Published online Oct 10, 2014. doi: 10.5306/wjco.v5.i4.560
Revised: March 22, 2014
Accepted: June 20, 2014
Published online: October 10, 2014
Processing time: 215 Days and 14.6 Hours
The identification of driver mutations and drugs that inhibit their activity has been a major therapeutic advance for patients with advanced lung adenocarcinoma. Unfortunately, the success of these drugs is limited by the universal development of resistance. Treatment failure can result from inadequate drug exposure or selection of resistant malignant clones. Clinically distinct mechanisms of disease progression have been identified and can inform treatment decisions. Investigations into the biochemical mechanisms of tyrosine kinase inhibitor resistance may provide additional therapeutic targets by which the efficacy of targeted therapy can be improved.
Core tip: The causes of epidermal growth factor receptor tyrosine kinase inhibitor (TKI) treatment failure including pharmacokinetic failure, intrinsic resistance and acquired resistance are discussed. We review the molecular mechanisms of resistance and the options for clinical management of disease progression. Promising investigational strategies for overcoming TKI resistance are highlighted.

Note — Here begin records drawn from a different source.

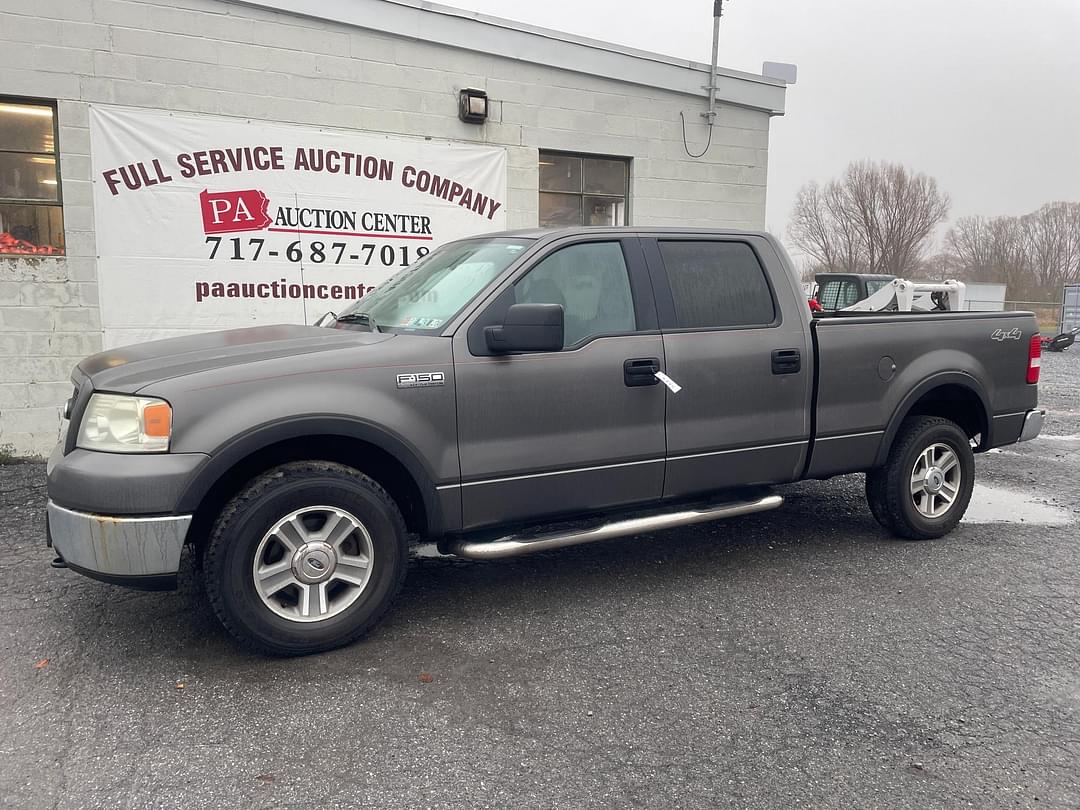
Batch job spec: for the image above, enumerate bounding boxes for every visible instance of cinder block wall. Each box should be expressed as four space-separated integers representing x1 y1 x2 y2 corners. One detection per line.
0 0 769 454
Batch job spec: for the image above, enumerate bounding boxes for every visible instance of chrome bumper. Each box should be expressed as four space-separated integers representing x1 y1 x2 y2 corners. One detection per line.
1016 408 1047 442
46 500 191 586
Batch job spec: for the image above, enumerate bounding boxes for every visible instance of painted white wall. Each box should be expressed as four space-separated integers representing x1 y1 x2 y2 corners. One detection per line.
0 0 783 454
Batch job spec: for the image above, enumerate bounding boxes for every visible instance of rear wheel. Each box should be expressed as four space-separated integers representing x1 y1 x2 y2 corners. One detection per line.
866 416 975 540
204 461 408 656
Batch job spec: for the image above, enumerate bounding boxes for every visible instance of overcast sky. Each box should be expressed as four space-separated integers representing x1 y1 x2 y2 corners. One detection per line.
443 0 1080 244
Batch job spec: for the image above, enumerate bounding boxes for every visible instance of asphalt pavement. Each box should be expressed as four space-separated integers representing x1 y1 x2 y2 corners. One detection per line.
0 350 1080 808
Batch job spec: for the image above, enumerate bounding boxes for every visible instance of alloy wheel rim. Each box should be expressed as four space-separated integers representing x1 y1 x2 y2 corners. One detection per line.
252 505 374 622
910 442 962 519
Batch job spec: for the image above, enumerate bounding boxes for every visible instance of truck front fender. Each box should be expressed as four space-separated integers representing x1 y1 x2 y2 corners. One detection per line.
176 414 446 534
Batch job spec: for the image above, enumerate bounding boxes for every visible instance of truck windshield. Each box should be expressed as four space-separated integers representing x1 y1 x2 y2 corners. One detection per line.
337 239 529 332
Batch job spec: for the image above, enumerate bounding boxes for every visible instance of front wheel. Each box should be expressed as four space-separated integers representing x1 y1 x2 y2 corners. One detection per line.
866 416 975 540
203 461 408 656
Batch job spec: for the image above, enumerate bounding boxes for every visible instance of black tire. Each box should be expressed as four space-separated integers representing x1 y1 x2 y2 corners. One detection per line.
866 416 975 540
203 461 408 656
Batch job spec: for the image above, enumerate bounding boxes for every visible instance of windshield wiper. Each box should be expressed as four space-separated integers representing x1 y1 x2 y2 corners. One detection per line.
334 312 382 332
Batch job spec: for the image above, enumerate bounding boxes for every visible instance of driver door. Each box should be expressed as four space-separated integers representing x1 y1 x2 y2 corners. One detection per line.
454 237 665 530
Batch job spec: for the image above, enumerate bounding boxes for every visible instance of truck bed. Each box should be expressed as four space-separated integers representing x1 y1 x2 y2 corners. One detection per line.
806 312 1038 477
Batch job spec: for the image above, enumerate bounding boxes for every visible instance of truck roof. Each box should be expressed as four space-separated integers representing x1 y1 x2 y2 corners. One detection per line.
469 226 769 241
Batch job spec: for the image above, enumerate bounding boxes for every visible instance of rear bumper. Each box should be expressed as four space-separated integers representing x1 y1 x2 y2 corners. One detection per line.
1016 408 1047 442
46 500 191 590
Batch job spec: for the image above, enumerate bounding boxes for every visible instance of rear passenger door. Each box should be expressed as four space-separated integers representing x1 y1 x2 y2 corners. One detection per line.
645 234 812 498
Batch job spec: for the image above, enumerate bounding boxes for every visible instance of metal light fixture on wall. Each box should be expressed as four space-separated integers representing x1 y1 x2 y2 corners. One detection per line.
458 87 487 124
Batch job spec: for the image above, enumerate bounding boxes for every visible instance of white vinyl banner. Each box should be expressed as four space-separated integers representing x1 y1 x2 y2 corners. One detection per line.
90 106 507 348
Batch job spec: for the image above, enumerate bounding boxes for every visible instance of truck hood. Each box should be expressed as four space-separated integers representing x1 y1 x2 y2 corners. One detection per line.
79 324 393 392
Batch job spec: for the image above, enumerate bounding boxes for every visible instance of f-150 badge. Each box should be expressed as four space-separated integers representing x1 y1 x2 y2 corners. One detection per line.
397 372 446 388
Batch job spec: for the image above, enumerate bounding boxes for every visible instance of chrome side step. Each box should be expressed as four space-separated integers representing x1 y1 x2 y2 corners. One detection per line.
446 495 784 559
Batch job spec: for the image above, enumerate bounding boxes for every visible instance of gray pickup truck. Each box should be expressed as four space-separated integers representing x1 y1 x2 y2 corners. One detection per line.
48 228 1043 654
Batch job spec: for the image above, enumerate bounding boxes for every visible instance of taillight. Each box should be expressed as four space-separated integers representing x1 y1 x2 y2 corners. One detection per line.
1027 333 1042 383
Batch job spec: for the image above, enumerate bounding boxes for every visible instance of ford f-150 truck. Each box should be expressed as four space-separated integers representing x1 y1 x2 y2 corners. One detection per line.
48 228 1043 654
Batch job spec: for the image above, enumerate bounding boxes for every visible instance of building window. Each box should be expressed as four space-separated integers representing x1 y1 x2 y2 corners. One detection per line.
0 96 64 256
540 152 630 228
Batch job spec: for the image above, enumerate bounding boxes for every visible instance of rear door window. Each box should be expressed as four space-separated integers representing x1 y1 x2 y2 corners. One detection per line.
658 240 777 328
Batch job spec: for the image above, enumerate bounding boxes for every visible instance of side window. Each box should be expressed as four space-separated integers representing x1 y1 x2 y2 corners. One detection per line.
514 242 637 346
660 241 777 328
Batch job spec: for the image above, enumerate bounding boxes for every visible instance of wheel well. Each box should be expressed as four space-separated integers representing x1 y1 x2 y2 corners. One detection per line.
907 384 989 447
188 435 429 552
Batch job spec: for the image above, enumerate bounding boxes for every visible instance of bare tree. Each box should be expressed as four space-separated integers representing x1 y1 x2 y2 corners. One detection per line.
945 202 1080 300
788 161 949 275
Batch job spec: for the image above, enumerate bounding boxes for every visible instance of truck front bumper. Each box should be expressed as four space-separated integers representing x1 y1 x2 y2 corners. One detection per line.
45 500 191 591
1016 408 1047 442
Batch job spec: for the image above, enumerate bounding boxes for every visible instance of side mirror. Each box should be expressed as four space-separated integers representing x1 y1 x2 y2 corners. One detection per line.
484 303 564 352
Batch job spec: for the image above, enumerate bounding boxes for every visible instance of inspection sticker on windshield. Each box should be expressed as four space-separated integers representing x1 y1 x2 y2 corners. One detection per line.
653 372 683 394
397 372 446 388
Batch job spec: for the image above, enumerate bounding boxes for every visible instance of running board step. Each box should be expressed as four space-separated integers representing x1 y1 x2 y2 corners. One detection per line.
444 495 784 559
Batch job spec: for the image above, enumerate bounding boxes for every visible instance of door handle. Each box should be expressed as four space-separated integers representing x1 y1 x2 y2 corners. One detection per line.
622 357 660 388
772 349 802 374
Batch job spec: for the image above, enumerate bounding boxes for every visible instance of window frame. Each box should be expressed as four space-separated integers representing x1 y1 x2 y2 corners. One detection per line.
642 233 784 335
0 93 67 258
537 149 634 230
465 230 660 357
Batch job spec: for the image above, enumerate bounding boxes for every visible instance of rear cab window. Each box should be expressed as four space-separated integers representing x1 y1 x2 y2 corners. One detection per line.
657 240 778 329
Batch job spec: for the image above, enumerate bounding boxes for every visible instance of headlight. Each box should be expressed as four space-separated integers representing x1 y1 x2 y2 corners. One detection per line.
76 394 173 453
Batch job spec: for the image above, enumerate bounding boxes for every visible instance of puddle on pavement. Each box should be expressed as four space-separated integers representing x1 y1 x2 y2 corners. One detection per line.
961 484 1072 526
413 543 446 558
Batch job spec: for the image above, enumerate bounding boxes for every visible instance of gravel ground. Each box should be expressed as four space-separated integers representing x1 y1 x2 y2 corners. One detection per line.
0 351 1080 808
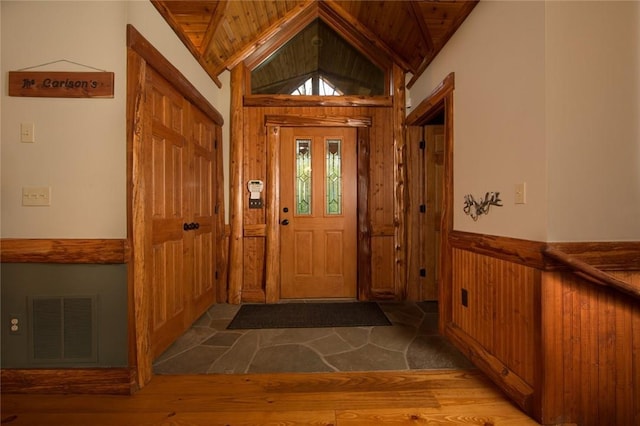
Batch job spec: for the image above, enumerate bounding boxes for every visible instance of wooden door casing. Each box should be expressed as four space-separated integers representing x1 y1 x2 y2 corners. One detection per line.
280 127 357 298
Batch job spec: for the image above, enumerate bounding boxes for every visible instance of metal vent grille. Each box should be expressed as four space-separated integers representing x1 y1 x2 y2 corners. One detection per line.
31 296 97 363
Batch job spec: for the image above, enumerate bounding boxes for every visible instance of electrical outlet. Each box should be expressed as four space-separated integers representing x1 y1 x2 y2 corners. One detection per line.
514 182 527 204
22 186 51 206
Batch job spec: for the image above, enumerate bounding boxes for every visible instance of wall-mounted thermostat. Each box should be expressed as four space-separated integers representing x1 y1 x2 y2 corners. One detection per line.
247 180 264 209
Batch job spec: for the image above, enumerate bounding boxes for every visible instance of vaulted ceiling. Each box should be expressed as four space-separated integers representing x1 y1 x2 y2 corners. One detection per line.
151 0 479 86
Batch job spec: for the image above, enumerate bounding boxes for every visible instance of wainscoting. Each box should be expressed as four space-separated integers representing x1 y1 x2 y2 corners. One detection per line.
445 231 640 425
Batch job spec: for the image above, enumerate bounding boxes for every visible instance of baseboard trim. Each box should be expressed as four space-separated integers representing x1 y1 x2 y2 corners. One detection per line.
0 368 137 395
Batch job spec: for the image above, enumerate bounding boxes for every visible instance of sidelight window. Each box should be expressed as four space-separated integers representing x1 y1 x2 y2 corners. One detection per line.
295 139 312 215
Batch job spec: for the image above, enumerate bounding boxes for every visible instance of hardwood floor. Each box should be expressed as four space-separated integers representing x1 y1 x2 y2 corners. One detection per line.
2 370 538 426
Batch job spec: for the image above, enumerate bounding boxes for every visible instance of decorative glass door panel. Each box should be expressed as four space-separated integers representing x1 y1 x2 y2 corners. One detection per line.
280 128 357 298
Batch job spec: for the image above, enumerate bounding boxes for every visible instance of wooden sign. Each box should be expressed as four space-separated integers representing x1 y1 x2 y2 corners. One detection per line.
9 71 114 98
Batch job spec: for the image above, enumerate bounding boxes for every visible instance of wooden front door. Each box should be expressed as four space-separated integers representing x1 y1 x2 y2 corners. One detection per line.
280 127 357 299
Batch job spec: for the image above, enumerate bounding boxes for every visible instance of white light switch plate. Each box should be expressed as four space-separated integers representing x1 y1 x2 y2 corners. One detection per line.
514 182 527 204
22 186 51 206
20 123 36 143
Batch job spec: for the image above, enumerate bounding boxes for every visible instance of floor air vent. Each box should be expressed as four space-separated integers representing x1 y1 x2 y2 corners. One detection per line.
31 296 97 364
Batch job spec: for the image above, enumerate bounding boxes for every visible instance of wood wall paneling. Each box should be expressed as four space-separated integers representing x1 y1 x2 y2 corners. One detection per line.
445 231 640 425
228 63 245 304
540 271 640 425
405 126 426 301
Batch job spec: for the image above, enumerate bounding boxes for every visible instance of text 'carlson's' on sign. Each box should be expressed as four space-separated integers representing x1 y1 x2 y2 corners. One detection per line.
9 71 114 98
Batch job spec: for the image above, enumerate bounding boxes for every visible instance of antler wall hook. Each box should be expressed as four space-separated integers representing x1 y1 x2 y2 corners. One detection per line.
463 192 502 221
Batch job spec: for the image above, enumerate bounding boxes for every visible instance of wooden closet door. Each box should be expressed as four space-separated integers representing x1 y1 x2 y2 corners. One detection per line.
143 68 192 357
188 107 217 321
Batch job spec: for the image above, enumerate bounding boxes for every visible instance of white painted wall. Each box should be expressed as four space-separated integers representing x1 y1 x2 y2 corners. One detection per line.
411 0 640 242
0 0 230 238
0 1 126 238
546 1 640 241
410 0 547 241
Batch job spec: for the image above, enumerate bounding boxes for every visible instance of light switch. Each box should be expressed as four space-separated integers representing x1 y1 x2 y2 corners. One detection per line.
20 123 36 143
514 182 527 204
22 186 51 206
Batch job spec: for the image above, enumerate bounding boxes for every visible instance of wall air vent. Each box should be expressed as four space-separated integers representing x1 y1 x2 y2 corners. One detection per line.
30 296 98 363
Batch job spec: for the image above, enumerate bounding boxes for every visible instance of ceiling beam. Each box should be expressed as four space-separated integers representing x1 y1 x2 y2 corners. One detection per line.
407 0 480 89
151 0 222 88
319 0 412 71
200 0 229 56
214 0 316 75
409 1 433 56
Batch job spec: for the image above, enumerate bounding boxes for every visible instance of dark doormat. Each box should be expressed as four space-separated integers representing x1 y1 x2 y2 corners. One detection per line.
227 302 391 330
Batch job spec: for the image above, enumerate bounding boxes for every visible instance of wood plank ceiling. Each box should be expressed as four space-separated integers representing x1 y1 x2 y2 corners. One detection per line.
151 0 479 86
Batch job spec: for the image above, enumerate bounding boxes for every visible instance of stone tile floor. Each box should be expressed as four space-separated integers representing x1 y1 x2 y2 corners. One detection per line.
154 302 473 374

- Citation: Becker K, Xu Y. Management of tyrosine kinase inhibitor resistance in lung cancer with EGFR mutation. World J Clin Oncol 2014; 5(4): 560-567
- URL: https://www.wjgnet.com/2218-4333/full/v5/i4/560.htm
- DOI: https://dx.doi.org/10.5306/wjco.v5.i4.560
In the treatment of lung adenocarcinoma, drugs that inhibit unique driver mutations have proven superior to conventional chemotherapy in molecularly-defined subgroups, altering treatment paradigms and research agendas. The observation that dramatic responses to erlotinib or gefitinib occurred in patients with epidermal growth factor receptor (EGFR) mutations affirmed the concept of “oncogene addiction[1]” in non-small cell lung cancer: despite the complexity of genetic and epigenetic changes in malignant cells, interfering with the activity of a single dominant oncogene can induce tumor regression. Translating this concept into clinical benefit required identification of the driver mutations to which the cancers are “addicted” and the development of drugs capable of selectively blocking their activity. Mutually exclusive driver mutations can be detected in approximately 60% of lung adenocarcinomas through multiplexed testing techniques[2]. Single agent anti-tumor activity has been reported with drugs that inhibit the kinase activity of EGFR, EML4-ALK, ROS1, HER-2, BRAF, RET and MET[3-9]. Moreover, targeted therapy with afatinib, gefitinib or erlotinib in EGFR-mutated lung cancer and crizotinib in lung cancer harboring EML4-ALK translocations have demonstrated clinically significant improvements in response rates, progression-free survival (PFS) and quality of life when compared with standard chemotherapy[3,4,10-12]. In the LUX-Lung 3 trial, for example, afatinib produced longer PFS (11.1 mo vs 6.9 mo) and higher response rates (56% vs 23%) compared with pemetrexed and cisplatin in the first-line treatment of patients with EGFR mutations[3]. Based on these results, practice guidelines recommend targeted therapy as first-line treatment for lung cancers with EGFR mutations or ALK translocations[13]. Unfortunately, this therapeutic success is invariably temporary as all patients ultimately develop resistance to currently available targeted therapies. The goals of this review are therefore to (1) examine the mechanisms of failure of tyrosine kinase inhibitors (TKIs); and (2) discuss the strategies for preventing or overcoming resistance that are currently in development. We will focus on resistance to targeted therapy in lung cancers harboring EGFR mutations where these concepts are best characterized, though some concepts may be applicable to targeted therapy in general.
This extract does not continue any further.